The protests appear to mark a deterioration in relations between foreign forces and the local community in Kidal, a town at the centre of a separatist movement and violence by Islamist militants, some of whom are linked to al Qaeda.
One person died and six were injured, said Ahmoudane Ag Ikmasse, who represents Kidal in the national assembly. Ikmasse said he was in the capital Bamako but was in contact with people in Kidal.
A doctor in Kidal’s health centre said two died from gunshot wounds.
When France started its military intervention in January 2013, it was greeted as a liberator by southern Malians and parts of the northern population. But France has not been able to resolve the political conflicts within Malian society and instead concentrated on hunting down members of terrorist organizations like al-Qaeda in the Islamic Maghreb (AQIM).
France's strategy has been described as "permission to kill" suspects without any transparency why certain individuals were designated as targets. Unfortunately for the French forces, AQIM's and other terrorist organizational structures overlap considerably with purely criminal endeavors, primarily large-scale smuggling of narcotics and contraband within the wider region. Smuggling in turn, while also a contributor to AQIM's finances, is widely accepted among the local population as a normal way to make a living, with few other economic opportunities available.
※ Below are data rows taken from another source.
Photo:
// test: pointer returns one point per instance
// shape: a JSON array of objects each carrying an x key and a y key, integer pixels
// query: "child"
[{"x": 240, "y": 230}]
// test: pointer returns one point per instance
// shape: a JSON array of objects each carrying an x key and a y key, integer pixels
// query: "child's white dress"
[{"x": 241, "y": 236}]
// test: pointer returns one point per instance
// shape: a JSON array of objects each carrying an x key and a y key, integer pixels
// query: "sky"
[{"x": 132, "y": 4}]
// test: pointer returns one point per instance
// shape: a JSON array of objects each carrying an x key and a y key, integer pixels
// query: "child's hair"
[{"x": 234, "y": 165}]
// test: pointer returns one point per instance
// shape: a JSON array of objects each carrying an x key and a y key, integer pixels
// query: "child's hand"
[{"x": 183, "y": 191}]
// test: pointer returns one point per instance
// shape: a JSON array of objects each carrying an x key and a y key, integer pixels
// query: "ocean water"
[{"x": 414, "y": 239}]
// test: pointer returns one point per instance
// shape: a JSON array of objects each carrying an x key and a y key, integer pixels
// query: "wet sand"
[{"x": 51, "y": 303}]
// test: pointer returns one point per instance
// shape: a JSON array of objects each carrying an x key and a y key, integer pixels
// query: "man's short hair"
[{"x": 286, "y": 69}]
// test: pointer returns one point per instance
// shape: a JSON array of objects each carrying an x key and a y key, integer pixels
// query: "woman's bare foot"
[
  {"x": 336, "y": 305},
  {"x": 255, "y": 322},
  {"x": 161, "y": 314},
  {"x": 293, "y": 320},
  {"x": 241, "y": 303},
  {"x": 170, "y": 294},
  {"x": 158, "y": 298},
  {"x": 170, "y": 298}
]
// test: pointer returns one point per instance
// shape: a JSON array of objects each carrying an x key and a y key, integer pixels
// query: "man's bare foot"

Under these circumstances, it is almost assured that France's aggressive anti-terrorism operation results in a lot of people perceived as innocent either in body bags or in prisoners after pre-dawn raids. With political tensions complicating the picture, France's position vis à vis the local population will become ever more precarious and other international forces, like the U.N. and E.U. missions, are liable to become swept up in the anti-French sentiment.
So if France so far wasn't even able to limit the activities of isolated groups like AQIM, how will the international presence fare if large parts of the population especially in northern Mali turn hostile?